Which finding would indicate to the nurse that a medication has activated beta2 receptors?
Hyperglycemia
When beta2 receptors are stimulated, the nurse will observe dilation of bronchioles; gastrointestinal and uterine relaxation; increases in blood glucose through glycogenolysis in the liver and increases in blood flow in skeletal muscles.
A patient with cardiac decompensation is receiving dobutamine as a continuous infusion. The patient’s blood pressure has increased from 100/80 mm Hg to 130/90 mm Hg. What is the nurse’s priority action?
Assess hourly blood pressure readings.
The major therapeutic effect of dobutamine is to increase cardiac output. Cardiac output is reflected in the patient’s heart rate, blood pressure, and urine output. An increase in blood pressure is the expected therapeutic effect.

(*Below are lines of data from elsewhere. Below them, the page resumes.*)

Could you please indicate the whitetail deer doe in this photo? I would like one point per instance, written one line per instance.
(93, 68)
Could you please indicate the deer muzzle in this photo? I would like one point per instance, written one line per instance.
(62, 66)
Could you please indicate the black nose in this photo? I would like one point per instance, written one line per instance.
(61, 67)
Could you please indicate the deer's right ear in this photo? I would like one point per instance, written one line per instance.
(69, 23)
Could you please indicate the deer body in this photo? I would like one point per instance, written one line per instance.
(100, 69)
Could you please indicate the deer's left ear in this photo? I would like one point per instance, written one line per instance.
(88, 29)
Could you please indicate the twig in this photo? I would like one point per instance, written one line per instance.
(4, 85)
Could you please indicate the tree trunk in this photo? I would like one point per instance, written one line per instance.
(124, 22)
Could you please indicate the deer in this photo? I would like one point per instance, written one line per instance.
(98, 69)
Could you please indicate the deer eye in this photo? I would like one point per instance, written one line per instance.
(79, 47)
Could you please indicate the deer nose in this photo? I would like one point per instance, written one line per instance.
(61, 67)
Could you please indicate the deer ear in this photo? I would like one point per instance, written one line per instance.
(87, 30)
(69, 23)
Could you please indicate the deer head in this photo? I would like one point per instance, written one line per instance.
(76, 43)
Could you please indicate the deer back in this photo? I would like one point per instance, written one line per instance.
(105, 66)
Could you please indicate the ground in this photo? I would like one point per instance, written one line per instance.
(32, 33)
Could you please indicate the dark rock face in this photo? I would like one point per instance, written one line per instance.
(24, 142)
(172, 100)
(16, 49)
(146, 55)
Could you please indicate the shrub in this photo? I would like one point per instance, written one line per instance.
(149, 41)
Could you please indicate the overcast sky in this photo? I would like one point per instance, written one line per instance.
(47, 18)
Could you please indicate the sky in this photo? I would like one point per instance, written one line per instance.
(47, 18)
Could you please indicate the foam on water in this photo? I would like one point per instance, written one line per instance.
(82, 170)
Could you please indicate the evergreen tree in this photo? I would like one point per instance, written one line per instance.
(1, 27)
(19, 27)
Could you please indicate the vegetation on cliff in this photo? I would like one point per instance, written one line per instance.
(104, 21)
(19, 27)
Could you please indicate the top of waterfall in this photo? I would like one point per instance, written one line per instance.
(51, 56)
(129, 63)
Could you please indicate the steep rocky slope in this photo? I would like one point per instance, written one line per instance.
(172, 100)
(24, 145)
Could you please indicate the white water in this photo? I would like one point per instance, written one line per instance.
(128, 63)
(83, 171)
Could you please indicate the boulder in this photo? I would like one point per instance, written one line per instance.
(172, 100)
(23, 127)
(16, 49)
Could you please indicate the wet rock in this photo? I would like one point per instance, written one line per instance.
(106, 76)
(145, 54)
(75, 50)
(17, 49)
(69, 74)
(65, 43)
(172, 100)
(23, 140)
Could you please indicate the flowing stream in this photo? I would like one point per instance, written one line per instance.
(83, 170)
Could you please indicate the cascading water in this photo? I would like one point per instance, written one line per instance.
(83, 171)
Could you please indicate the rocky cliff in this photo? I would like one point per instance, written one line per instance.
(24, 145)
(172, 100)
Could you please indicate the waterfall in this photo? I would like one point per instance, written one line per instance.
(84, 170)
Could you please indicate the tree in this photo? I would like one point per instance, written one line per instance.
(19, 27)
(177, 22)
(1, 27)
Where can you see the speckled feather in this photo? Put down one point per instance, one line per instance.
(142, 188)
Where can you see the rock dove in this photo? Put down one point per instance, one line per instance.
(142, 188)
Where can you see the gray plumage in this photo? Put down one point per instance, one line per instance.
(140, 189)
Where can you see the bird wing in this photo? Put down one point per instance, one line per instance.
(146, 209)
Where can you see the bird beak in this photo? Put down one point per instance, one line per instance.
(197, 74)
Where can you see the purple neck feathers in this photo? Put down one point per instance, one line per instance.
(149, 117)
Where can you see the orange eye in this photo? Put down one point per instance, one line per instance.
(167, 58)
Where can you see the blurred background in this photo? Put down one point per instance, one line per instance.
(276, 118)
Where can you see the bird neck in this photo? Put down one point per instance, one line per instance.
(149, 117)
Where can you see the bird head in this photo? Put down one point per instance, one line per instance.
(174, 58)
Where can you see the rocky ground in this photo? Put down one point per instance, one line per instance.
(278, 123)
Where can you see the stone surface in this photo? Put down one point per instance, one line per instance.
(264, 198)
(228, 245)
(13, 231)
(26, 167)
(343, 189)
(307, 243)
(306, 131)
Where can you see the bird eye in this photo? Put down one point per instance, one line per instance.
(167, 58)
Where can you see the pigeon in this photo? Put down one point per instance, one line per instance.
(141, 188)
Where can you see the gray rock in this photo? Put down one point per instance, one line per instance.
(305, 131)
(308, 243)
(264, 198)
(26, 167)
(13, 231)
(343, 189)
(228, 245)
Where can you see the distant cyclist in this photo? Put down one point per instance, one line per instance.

The nurse assesses a patient receiving an adrenergic (sympathomimetic) agent. Which finding will be of most concern to the nurse?
Weak peripheral pulses and decreased heart rate.
Adrenergic agents stimulate the sympathetic nervous system, which increases heart rate (positive chronotropic effect), contractility (positive inotropic effect), and conductivity (positive dromotropic effect). The nurse would be most concerned that the pulses remain weak and heart rate decreased after receiving this drug, as the therapeutic effect is not being achieved.
The nurse assesses the peripheral intravenous infusion site of a patient receiving intravenous dopamine and suspects extravasation. What is the nurse’s initial action?
Stop the infusion.
The nurse’s first action is to stop the infusion, followed by infusing phentolamine into the area to counteract vasoconstrictive effects of the dopamine.
The nurse is caring for a patient diagnosed with heart failure and chronic obstructive pulmonary disease (COPD). The patient is ordered a nonselective beta blocker. What is the nurse’s initial intervention?
Call the health care provider to request a different medication.
Nonselective beta blockers are used to treat supraventricular dysrhythmias secondary to their negative chronotropic effects (decreasing heart rate). They may exacerbate heart failure and COPD. The patient could receive a selective beta blocker instead. The nurse should make the health care provider aware of the patient’s history of respiratory disease.